Voilà, je vous écrit pour "pousser un petit coup de gueule". Je ne m'attends pas forcément à une réponse d'ailleurs. Alors, c'est la rentrée ? Et qu'est-ce que j'entends au journal télévisé. On y va de son petit couplet sur les professeurs, leur pré-rentrée, l'ensemble des taches de préparation et, je cites, "le stress" que cela leur occasionne. Certains profs sont des gens formidables. On a tous en mémoire un prof (au moins) qui nous a marqué. Fort bien. Mais quand même. Ca suffit. A une période ou des milliers de français subissent la crise, ou tous les salariés du privé craignent pour leur emploi ou se retrouve au chômage, un peu de décence non ? Un prof est assuré d'avoir son emploi (s'il est titulaire bien sur). Mais il est aussi assuré d'avoir 2 mois de congés en été, sans compter les diverses vacances scolaire. Je travaille actuellement entre 60 et 70 heures par semaine. J'ai 5 semaines de congés et 10 jours de RTT par an. Je ne me plains pas, et je ne suis pas le seul dans ce cas. Nous sommes des millions en france à travailler dur. Alors, si vous voulez faire l'apologie d'une corporation pas si défavorisée que cela, soyez honnête ! Parlez de tous et pour tous ! Ou taisez vous ! Ca suffit d'aller pleurnicher sur les soi-disant difficultés de la rentrée pour nos chers enseignants qui ont "glandés" pendant deux mois. Si vous avez lu jusque là, merci.

Jean-Luc

 

Monsieur,

Oui je vous ai lu jusqu’au bout comme tous les courriels qui me sont adressés et je constate que la bonne vieille rivalité secteur privé/fonctionnaires est toujours vivace.
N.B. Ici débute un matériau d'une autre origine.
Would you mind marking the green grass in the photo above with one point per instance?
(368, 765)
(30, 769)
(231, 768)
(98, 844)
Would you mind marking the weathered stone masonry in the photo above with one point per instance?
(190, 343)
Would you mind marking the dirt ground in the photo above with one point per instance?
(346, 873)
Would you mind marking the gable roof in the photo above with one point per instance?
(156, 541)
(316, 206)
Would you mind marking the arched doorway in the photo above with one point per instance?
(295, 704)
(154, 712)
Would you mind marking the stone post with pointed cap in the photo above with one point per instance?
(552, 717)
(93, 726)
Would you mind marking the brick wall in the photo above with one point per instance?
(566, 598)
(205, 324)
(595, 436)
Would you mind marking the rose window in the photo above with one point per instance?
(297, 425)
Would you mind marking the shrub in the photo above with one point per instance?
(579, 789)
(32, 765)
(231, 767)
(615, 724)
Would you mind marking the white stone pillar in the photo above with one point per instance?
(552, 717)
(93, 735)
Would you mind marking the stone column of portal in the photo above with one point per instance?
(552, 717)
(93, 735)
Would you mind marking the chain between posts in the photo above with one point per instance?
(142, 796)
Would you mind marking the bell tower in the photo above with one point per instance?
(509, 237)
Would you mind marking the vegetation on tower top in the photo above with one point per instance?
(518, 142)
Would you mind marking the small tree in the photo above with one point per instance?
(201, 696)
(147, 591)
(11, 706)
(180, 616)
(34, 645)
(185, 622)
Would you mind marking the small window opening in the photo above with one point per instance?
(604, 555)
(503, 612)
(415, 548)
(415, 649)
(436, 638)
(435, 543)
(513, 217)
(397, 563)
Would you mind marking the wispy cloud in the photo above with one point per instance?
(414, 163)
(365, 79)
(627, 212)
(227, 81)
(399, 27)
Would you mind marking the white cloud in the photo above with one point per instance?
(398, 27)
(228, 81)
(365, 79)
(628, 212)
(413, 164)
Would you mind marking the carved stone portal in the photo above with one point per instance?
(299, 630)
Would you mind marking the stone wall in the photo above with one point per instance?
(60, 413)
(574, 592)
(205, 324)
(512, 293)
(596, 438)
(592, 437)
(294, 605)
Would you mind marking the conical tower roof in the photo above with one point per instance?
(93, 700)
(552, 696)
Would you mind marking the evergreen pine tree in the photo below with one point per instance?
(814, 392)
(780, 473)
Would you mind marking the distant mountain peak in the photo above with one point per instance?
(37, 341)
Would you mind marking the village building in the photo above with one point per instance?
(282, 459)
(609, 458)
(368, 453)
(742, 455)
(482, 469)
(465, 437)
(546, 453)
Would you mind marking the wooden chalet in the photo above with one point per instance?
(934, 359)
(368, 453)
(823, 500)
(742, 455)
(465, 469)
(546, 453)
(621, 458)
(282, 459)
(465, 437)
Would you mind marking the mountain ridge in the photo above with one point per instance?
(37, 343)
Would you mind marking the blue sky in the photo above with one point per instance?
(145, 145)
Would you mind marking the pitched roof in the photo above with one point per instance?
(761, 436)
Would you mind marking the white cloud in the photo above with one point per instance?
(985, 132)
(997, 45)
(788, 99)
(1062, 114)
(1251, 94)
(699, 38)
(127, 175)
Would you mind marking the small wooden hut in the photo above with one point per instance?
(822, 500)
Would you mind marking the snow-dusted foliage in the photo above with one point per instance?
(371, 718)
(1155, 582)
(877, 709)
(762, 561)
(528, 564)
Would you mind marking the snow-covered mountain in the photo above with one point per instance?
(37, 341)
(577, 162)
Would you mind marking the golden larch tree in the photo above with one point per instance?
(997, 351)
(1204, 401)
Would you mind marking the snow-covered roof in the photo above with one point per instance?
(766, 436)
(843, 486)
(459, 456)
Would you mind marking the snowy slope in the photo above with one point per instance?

Nous ne faisons pas « l’apologie d’une corporation » et ne « pleurnichons » pas sur leur sort, nous traitons simplement d’un sujet d’actualité, à savoir la rentrée scolaire, « événement » qui ne vous a pourtant pas échappé. Je me demande bien pourquoi les enseignants devraient culpabiliser pour bénéficier de la sécurité d’emploi et de congés supérieurs à ceux de la moyenne des français. C’est le principe même de la fonction publique. Il n’y a qu’une seule chose pour laquelle ils n’ont effectivement aucune raison de culpabiliser, c’est le montant de leurs salaires.